The State of Rajasthan is in appeal against the judgment of
learned Single Judge, Rajasthan High Court, Jaipur Bench, Jaipur
holding that there was non-compliance with the mandatory requirements
of Section 50 of Narcotic Drugs and Psychotropic Substances Act, 1985
(in short the ’Act’). The said conclusion was arrived at on the ground
that though the accused respondent had been given the option of being
searched in the presence of Shri Satyender Singh (PW-3), the Deputy
Superintendent of Police, he was in essence a member of the raiding
party and, therefore, the search in his presence cannot at all be said
to be in consonance with Section 50 of the Act, though he was a
Gazetted Officer.
Background facts in a nutshell are as under:
On 8.9.1995 Prem Shaker Meena (PW-2), SHO Police Station,
Kotwali, Baran having received information about illicit trafficking in
narcotic substances, rushed to the place pointed out by the informant
and apprehended the accused respondent.
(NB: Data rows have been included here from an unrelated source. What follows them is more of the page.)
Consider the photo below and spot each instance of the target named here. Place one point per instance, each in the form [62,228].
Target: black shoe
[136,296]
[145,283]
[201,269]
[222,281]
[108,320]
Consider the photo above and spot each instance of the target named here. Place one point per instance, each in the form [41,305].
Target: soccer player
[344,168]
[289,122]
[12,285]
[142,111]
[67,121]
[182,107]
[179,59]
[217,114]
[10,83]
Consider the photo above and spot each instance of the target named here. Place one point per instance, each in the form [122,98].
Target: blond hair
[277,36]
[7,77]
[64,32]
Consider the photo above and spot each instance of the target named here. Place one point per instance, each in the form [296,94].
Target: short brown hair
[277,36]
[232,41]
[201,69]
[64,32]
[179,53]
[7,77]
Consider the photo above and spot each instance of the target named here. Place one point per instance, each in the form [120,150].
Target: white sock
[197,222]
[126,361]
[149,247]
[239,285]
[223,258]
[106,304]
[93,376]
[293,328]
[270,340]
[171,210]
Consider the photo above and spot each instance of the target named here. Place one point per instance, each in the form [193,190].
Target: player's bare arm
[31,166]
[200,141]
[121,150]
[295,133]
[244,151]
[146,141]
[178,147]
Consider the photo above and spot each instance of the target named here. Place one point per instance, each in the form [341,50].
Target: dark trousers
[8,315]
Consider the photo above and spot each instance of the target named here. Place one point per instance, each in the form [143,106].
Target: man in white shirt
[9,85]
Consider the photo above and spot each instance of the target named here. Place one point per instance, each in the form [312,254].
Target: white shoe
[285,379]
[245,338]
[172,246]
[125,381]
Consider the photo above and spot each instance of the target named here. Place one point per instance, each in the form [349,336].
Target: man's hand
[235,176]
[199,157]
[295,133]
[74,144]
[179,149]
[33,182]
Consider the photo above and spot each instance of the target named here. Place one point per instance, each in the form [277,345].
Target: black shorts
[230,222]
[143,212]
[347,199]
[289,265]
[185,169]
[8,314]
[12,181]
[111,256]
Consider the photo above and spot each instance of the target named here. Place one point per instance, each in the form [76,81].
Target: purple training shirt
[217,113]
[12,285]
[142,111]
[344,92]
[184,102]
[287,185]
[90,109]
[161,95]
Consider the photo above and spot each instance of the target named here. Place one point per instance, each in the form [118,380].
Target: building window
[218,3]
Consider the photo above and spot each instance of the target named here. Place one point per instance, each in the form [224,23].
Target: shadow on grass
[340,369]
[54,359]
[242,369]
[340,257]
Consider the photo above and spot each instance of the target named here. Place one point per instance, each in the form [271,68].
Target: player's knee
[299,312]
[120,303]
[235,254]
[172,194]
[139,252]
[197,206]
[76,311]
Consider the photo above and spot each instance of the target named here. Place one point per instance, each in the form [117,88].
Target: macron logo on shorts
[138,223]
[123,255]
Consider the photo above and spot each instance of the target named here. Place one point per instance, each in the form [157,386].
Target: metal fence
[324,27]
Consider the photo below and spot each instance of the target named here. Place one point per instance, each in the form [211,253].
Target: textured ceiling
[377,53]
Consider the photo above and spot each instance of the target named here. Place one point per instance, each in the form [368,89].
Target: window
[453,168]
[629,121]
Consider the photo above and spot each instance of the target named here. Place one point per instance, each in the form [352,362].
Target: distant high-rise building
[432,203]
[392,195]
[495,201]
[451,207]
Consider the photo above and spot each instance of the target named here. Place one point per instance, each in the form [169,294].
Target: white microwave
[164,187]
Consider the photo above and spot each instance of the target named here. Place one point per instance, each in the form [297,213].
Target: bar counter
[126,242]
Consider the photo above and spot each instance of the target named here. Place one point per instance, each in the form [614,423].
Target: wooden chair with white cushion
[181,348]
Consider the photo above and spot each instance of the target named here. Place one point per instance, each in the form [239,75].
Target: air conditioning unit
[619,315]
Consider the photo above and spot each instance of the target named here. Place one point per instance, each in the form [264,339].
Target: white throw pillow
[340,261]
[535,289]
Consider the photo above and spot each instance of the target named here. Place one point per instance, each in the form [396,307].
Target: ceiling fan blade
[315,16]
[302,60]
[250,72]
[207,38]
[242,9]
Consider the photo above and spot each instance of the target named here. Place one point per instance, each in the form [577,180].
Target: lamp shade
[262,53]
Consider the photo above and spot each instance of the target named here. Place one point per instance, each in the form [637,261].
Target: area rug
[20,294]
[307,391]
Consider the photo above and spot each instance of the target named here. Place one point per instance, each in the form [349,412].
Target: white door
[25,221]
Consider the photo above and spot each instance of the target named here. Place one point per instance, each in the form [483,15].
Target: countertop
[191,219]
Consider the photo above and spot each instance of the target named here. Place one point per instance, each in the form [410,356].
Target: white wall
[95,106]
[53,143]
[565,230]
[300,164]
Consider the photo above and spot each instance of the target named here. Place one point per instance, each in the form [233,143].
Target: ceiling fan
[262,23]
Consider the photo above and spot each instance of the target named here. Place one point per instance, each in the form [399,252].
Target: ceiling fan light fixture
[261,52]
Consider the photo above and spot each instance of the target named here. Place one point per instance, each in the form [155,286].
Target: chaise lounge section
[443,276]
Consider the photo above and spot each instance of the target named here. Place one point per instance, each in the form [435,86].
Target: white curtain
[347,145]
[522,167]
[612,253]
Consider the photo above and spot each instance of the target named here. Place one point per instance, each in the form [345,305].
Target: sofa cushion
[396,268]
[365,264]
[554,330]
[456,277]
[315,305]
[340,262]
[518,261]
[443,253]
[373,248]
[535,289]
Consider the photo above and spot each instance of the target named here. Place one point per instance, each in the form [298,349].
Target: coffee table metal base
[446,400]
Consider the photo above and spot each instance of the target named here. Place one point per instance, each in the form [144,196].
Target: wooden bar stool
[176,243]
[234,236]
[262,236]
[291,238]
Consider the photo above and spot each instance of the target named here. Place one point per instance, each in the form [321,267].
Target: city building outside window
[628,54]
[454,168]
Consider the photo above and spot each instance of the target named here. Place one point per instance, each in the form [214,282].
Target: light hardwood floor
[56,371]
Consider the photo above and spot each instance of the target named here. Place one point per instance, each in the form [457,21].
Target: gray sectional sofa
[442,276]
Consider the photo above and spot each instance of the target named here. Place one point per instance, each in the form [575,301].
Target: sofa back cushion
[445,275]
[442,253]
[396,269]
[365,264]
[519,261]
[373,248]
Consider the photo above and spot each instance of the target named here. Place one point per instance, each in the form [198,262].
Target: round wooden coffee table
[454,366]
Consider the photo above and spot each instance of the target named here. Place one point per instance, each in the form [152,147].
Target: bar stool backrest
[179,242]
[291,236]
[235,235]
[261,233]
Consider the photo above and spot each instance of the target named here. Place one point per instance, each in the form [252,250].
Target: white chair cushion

Satyendra Singh, Dy. S.P. (PW-
3) also reached there. Subsequently, being of the suspicion that
accused respondent was in possession of contraband, the SHO informed
him of his right to have his search conducted either in presence of
Shri Satyendra Singh, Dy. S.P. (PW-3) who was a Gazetted Officer and
happened to be present there or in the presence of any magistrate. The
accused consented for his search to be conducted in the presence of the
Dy. S.P. (PW-3). On being searched, 570 grams of opium was recovered
from his possession in the presence of Ramesh Chand (PW-5) and Rajendra
Kumar (PW-6). Out of the recovered opium, a sample weighing 30 grams
was taken and was sealed. The remaining opium was also sealed. The
accused was accordingly arrested vide arrest memo Ex.P-5 and memo of
recovery was prepared. The SHO, thereafter, registered a case vide FIR
Ex.P-4 and deposited the recovered opium in the ’Malkhana’. During
investigation, the police recorded the statement of witnesses and sent
the sample to the Forensic Science Laboratory. On chemical examination,
the sample contained in the packet marked ’B’ gave positive tests for
the chief constituents of coagulated juice of opium poppy having 5.43%
morphine.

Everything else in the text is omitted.